Analysis of the wild potato germplasm of the series Acaulia with AFLPs: implications for ex situ conservation
McGregor, C.E. ; Treuren, R. van; Hoekstra, R. ; Hintum, T.J.L. van - \ 2002
Theoretical and Applied Genetics 104 (2002)1. - ISSN 0040-5752 - p. 146 - 156.
duplicate accessions - l. germplasm - dna analysis - rapd - identification - collection - rflp - ssr
The wild potato germplasm of the series Acaulia maintained at the Centre for Genetic Resources, The Netherlands, currently consists of 314 accessions. This collection comprises seed samples of the species Solanum acaule (ssp. acaule, ssp. aemulans, ssp. palmirense and ssp. punae) and Solanum albicans collected from South America. In order to validate taxonomic classification, to investigate the extent of redundancy and to study the distribution of genetic diversity across the collection area, the entire collection was analysed with two AFLP primer pairs on two plants per accession. Within the entire sample a total number of 130 polymorphic bands were scored for the two primer pairs. An UPGMA cluster analysis grouped the majority of plants according to the species and subspecies. A total number of 16 misclassifications were identified, including four cases that did not seem to belong to the series Acaulia. Two accessions were found to consist of plants of different AFLP clusters.

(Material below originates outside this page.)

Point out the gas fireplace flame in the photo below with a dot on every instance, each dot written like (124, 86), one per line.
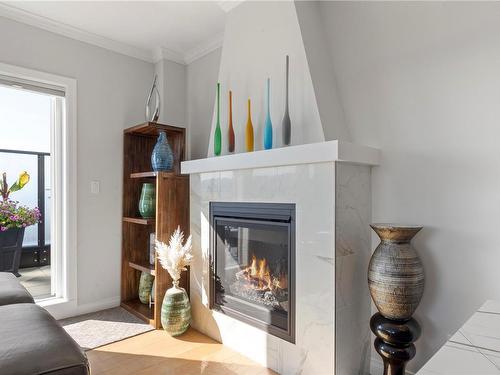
(258, 276)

AFLP data also allowed the taxonomic classification of the subspecies of 97 accessions that previously were described as S. acaule only. For 126 accessions the two individuals studied displayed identical AFLP profiles. Forty six of these 126 accessions shared their profiles with both or single plants of other accessions. These were all tested for identical profiles for a third primer pair, resulting in 15 duplication groups consisting of a total number of 22 accessions and 14 single plants. Analyses of molecular variance (AMOVA) were performed to examine the distribution of genetic variation. Comparison of geographic distances between the collection site of plants and the number of AFLP polymorphisms revealed no consistent relationship between geographic distance and genetic diversity. AFLP analysis appeared to be an efficient method to verify taxonomic classification and to identify redundancies in the wild germplasm of the series Acaulia. Implications of the results for the ex situ conservation of wild potato germplasm are discussed.